Thursday, May 8, 2014
"Religious pluralism, civic unity, and the judicial role"
Here is my contribution to the SCOTUSblog symposium on the Town of Greece case. Here is a bit:
On June 27, 2005 – the last day on the bench, it turned out, for both Chief Justice Rehnquist and Justice O’Connor – the nine Justices managed to issue ten opinions regarding two challenges to public displays of the Ten Commandments. They disagreed about premises, precedents, methodology, and results, and their work seemed to confirm the widely held view that the Court’s Establishment Clause “jurisprudence” was in “disarray,” was in “shambles,” and was a shuffling “ghoul.”
Those who hoped that nine years and four new Justices might fix the problem were, probably, disappointed by the opinions, even if not the outcome, in Town of Greece. True, the opinion-count dropped to five, and the Justices professed a welcome, even if not entirely convincing, unanimity with respect to the permissibility-in-theory of legislative prayer and the continuing authority of Marsh v. Chambers. But, as to the heart-of-things questions about the meaning of the Establishment Clause and the Court’s role in enforcing it through the development and application of judicial doctrines, the Justices seem to have served up – as Prof. Paul Horwitz put it, in his The Agnostic Age – yet another “dog’s breakfast.” The controversial-but-still-bar-review-black-letter Lemon and endorsement tests were not applied, or clarified, or rejected — just ignored. Now as before, when it comes to public-religion cases, no single “test” controls, no one factor is decisive, and not much confidence is warranted about the outcome of the next case. . . .
It is not clear . . . why our political, cultural, and other “divisions” – which are as inevitable as they are real – should be relevant to the legal question whether a particular policy is constitutionally permissible. Several years ago, in an overlong and excessively annotated law-review article, I attempted to show that they should not be. I reviewed in detail the genealogy of the political-divisiveness inquiry and concluded, among other things, that there is something unsettlingly undemocratic about the notion that the First Amendment authorizes courts to protect us from “confusion” or privileges judges’ sense of political “urgency.” After all, and as Chief Justice Burger conceded in Lemon, “political debate and division, however vigorous or even partisan, are normal and healthy manifestations of our democratic system of government.” Judicial squeamishness regarding messy politics is not a reliable constitutional benchmark, and judicial observations or predictions of “political division along religious lines” are not enough to make controversial policies unconstitutional.
It is true that excessive polarization, disagreement, and division in a political community can be unsettling.
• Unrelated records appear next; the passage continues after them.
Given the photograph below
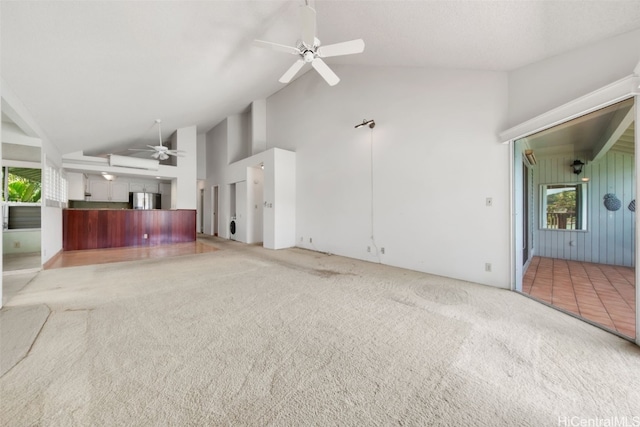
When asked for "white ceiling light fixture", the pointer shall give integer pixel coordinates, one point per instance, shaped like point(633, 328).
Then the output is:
point(309, 50)
point(159, 151)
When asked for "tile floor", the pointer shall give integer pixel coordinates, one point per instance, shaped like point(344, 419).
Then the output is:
point(604, 294)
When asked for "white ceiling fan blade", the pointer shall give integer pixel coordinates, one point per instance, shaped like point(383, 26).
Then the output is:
point(277, 47)
point(344, 48)
point(292, 71)
point(308, 25)
point(326, 72)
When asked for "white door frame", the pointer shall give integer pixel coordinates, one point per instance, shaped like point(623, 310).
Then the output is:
point(628, 87)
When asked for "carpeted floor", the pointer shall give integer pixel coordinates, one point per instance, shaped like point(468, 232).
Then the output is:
point(248, 336)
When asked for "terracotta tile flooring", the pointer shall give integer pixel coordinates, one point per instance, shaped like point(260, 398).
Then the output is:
point(604, 294)
point(103, 256)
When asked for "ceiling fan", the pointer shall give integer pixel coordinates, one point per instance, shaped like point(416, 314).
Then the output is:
point(159, 151)
point(309, 50)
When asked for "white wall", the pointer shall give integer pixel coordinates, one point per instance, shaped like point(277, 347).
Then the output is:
point(255, 200)
point(201, 151)
point(30, 241)
point(610, 235)
point(239, 137)
point(258, 126)
point(542, 86)
point(436, 158)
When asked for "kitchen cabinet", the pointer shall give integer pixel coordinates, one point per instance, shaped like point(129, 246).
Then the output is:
point(165, 189)
point(109, 191)
point(139, 187)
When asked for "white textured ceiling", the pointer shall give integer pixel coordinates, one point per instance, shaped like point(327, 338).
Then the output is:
point(95, 75)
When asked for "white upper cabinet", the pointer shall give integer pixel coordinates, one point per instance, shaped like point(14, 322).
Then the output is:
point(109, 191)
point(76, 186)
point(138, 187)
point(119, 191)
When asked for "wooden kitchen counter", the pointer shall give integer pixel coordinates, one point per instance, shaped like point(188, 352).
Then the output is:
point(116, 228)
It is also true that one way to avoid “political divisiveness along religious lines” is to constitutionalize, as we did, a rule prohibiting “law[s] respecting an establishment of religion.” (Another way, Justice Alito suggested in his concurrence, recalling the First Continental Congress, might be to join together in prayer.) It is also worth remembering, though, the challenges and risks that attend what Justice Kagan called “the distinctively American project . . . of creating one from the many, and governing us all as united.” We should, as John Courtney Murray once put it, “cherish only modest expectations with respect to the solution of the problem” — and, in particular, with respect to the Court’s ability to solve through Establishment Clause decisions, the problem — “of religious pluralism and civic unity.”